Four former officers will be charged in the 1983 killing of Nokuthula Simelane in Soweto

South African prosecutors plan to charge four former members of the apartheid-era security forces for the 1983 murder of Nokuthula Simelane, a young woman who had recently graduated from college and was a courier for the then-banned African National Congress.

The National Prosecuting Authority said that she disappeared while being held by the Soweto Special Branch police unit, that she was kidnapped and tortured and that her body has not been recovered. 

After apartheid ended in 1994, South Africa's Truth and Reconciliation Commission investigated atrocities and granted amnesty to some accused perpetrators.

Luvuyo Mfaku, a prosecution spokesman, said Tuesday that three of the four suspects in Simelane's death applied for amnesty for her kidnapping but not for her murder. The fourth suspect will be charged with kidnapping and murder, he said.

According to prosecutors, she was an underground operative for the African National Congress, the main anti-apartheid group, which became South Africa's ruling party in 1994. She was illegally held for a week at a police barracks in Johannesburg, where she was tortured under questioning, prosecutors said. She was then interrogated and tortured at a farm for several weeks, they said.

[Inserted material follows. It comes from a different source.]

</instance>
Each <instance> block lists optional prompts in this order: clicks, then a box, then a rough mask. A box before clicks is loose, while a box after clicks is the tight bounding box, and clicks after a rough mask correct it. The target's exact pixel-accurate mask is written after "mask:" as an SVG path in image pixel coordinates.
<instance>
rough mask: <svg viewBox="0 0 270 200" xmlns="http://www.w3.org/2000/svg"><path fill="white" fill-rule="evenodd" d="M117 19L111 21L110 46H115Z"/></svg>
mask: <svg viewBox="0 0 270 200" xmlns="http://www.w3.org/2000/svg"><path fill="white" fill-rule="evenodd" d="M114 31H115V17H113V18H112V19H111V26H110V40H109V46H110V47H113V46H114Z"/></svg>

The suspects are due to appear in a Pretoria court on Feb. 26.

Some South Africans believe more white officials should have been prosecuted for apartheid-era crimes. The highest-profile figure to be convicted is Eugene de Kock, the former head of a covert unit that committed multiple killings. He was granted parole last year.

Retired Archbishop Desmond Tutu, who was the chairman of the Truth and Reconciliation Commission, recently defended the panel's work, saying the state later failed "to hold to account those who didn't receive amnesty."